Giulietta had been summoned again—this time not by her mother, but by the tangled web of her siblings.
She stepped hesitantly into the private staff lounge, usually a place of hurried coffee breaks and muffled laughter, but now transformed by the presence of four women who shared her blood yet remained elusive as strangers, their expressions a tapestry of confusion, frustration, sympathy, and carefully guarded judgment.
Olivia moved first—peacemaker by instinct, gentle by design, and perhaps the only one of them genuinely equipped to manage the tenderness required for this conversation.
She rose gracefully from the worn armchair, her pale gaze soft, almost apologetic, as she murmured, “Giulietta, I'm so sorry this is happening.
We know who you are. I wish things were different.
Mother should've never... You don't deserve—” But her words faltered, trailing off into the heavy silence as Giulietta met her eyes and realized kindness, however well-intentioned, still carried its own burden.

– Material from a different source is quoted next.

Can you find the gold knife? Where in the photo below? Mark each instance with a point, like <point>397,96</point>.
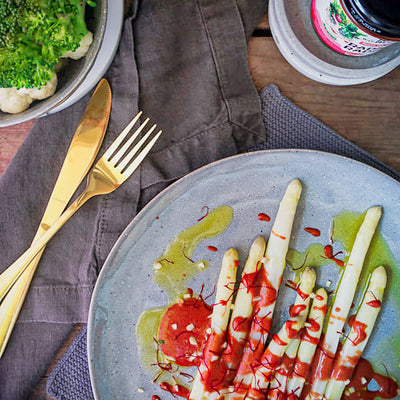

Olivia's compassion felt warm but strangely distant, as though it belonged to someone else’s story, someone else’s pain, and not the messy reality Giulietta inhabited.
Lillian, the youngest, hovered at the edge of the room, uncertainty etched clearly into her delicate features, her arms wrapped protectively around herself as if guarding her heart from another fracture.
Giulietta saw the hesitation in her posture, the fleeting tension as she summoned enough courage to step forward, to bridge the emotional chasm their shared mother had carved between them.
Lillian crossed the short distance quickly, impulsively, before she could second-guess herself, and wrapped Giulietta in a sudden, awkward embrace that felt stiff and tentative and yet profoundly sincere.
"I'm sorry," she whispered softly, her voice trembling slightly with the vulnerability of youth still struggling to find its place.
Giulietta hesitated only briefly before returning the embrace, a small act of reassurance and forgiveness, the kind of gesture that should have felt natural but instead highlighted just how foreign their connection truly was.